Given that an automatic system is supposed to give you peace of mind when at work or away on holiday I feel it is well worth investing in a relaiable timer. Yes, they are nearly twice the price but they will last at least 5 times longer and give you the confidence you need.

  1. Tim

    PS I should have specified that the above query is regarding the Baccara automated timer that you recommend for an irrigation system

  2. Joe Lasek


    Nice article, cheers for the info.

    I have a 100ft poly tunnel, 16ft wide with 3x 1.4m beds with a break in the middle for a seated area for winter. We have a right mixed bag in there.. Super hot chillies, aubergines toms, cucumbers, beans sweetcorn etc. Some plants are more thirty than others can we overcome this?

    what’s the deal with soaker vs dripper, there is so much conflicting info out there. Which ones best.

    I’ve heard water pressure can drop over bigger distances will this affect us in a larger poly?

    What do you reccomend? I can send pictures via email of you require.


    Joe 07939872142

    1. Andrew

      Hi Joe

      I prefer the dripper as it is easy to calculate your water usage as each dripper emits a fixed number of litres per hour, you can easily calculate the amount of water used my multiplying the number of drippers in your lines. If you have decent water pressure to begin with you should be OK in your tunnel. As regards your different plants I would install a number of circuits controlled by separate timers, it is all pretty easy to setup. I hope this helps. Andrew

  3. Derek Brooks

    Hello – about to build a polytunnel (25 feet by 12) for a school. In your experience, which is safer – drip or overhead? With the overhead, how frequent are the upright supports? I am trying to work out which system is more foolproof! Thanks.

    1. Andrew

      Hi Derek. Good question. Personally I prefer drip irrigation. It’s easier & cheaper to install. It’s more efficient than overhead too as you will waste less water. You can add a layer of mulch over the pipes to save even more water from evaporating. With overhead you run more risk of blight and other fungal diseases.
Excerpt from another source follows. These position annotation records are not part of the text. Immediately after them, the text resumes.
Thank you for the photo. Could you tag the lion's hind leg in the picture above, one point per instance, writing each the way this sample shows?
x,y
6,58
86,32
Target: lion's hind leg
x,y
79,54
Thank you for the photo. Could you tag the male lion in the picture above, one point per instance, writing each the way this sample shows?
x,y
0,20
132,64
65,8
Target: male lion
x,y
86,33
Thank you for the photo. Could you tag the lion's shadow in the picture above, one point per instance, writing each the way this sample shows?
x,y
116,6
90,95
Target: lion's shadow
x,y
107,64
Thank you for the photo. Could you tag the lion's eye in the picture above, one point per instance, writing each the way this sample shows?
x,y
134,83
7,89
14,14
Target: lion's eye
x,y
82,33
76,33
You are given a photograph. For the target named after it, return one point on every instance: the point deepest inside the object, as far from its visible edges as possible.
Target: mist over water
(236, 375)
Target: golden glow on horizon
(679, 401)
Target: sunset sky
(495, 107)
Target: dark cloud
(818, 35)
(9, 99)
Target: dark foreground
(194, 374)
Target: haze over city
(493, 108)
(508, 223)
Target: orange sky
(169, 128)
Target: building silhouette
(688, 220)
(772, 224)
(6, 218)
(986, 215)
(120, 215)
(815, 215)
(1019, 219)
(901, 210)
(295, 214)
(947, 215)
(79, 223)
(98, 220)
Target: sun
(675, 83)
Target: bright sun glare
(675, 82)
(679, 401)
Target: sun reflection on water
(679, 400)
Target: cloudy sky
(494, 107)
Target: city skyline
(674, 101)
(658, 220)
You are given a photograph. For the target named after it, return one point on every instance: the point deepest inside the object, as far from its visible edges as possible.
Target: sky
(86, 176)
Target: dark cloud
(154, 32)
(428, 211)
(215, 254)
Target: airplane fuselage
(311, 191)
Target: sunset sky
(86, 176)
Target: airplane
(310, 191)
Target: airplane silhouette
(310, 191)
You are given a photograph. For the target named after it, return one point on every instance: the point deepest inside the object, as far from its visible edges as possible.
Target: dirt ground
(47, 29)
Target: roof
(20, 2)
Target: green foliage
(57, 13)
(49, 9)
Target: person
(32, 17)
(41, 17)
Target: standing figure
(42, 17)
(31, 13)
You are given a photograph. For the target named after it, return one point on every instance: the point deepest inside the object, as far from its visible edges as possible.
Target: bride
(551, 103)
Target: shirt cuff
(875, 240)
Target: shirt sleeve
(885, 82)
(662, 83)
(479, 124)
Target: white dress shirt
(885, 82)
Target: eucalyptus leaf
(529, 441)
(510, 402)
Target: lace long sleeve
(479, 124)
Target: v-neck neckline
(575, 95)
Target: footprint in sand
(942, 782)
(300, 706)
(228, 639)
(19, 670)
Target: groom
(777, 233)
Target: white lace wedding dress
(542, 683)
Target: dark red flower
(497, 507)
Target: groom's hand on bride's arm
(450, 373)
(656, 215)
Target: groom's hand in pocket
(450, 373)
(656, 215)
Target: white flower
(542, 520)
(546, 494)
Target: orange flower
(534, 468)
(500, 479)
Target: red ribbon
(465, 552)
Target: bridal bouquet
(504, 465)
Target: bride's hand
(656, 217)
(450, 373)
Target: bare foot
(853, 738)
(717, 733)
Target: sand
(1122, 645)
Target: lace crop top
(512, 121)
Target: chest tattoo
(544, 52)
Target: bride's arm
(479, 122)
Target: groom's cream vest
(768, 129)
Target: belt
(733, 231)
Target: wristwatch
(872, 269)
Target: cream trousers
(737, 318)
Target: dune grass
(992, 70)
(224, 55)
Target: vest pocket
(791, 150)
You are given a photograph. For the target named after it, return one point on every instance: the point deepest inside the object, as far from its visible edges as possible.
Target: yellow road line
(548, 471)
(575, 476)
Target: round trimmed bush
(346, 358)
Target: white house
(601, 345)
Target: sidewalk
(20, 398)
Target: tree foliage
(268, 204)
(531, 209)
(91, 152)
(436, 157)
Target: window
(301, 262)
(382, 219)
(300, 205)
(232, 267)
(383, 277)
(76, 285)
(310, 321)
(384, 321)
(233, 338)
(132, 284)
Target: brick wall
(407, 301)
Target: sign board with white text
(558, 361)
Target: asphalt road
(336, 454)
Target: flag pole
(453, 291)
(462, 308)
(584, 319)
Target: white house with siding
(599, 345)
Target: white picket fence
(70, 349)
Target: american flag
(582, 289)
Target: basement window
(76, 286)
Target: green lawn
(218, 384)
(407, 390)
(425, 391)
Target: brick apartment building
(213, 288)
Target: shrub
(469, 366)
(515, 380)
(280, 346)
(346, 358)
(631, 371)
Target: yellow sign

Hope this helps in your decision!

  4. Polly

    Hiya, we are setting up a new polytunnel, for a community project, 20m by 9m, with 4 beds running the whole length. Roughly how much will a drip system cost please? Many thanks

  5. Dan

    Hi – I can’t find the page on your website for the drip irrigation – could you send a link please? For info I have a 30ft poly tunnel and I think I’ll need 6 runs of the dripper hose x 10 metres

    1. Andrew

      Hi Dan, unfortunately, we don’t carry irrigation equipment anymore. Hopefully this article has helped you determine what you need.

  6. Abi

    Hi, is it possible to do some kind of drip system from a water tank or will they only work from the pressure off the mains. We have access to a large pond and was wanting ideally to use water from that but it would be collected in ibc’s.

    1. Andrew

      Hi, yes, you could do that but you would need to make sure you have at least 2 bars of pressure, this will depend on the fall. If you are using pond water I would highly recommend a filter.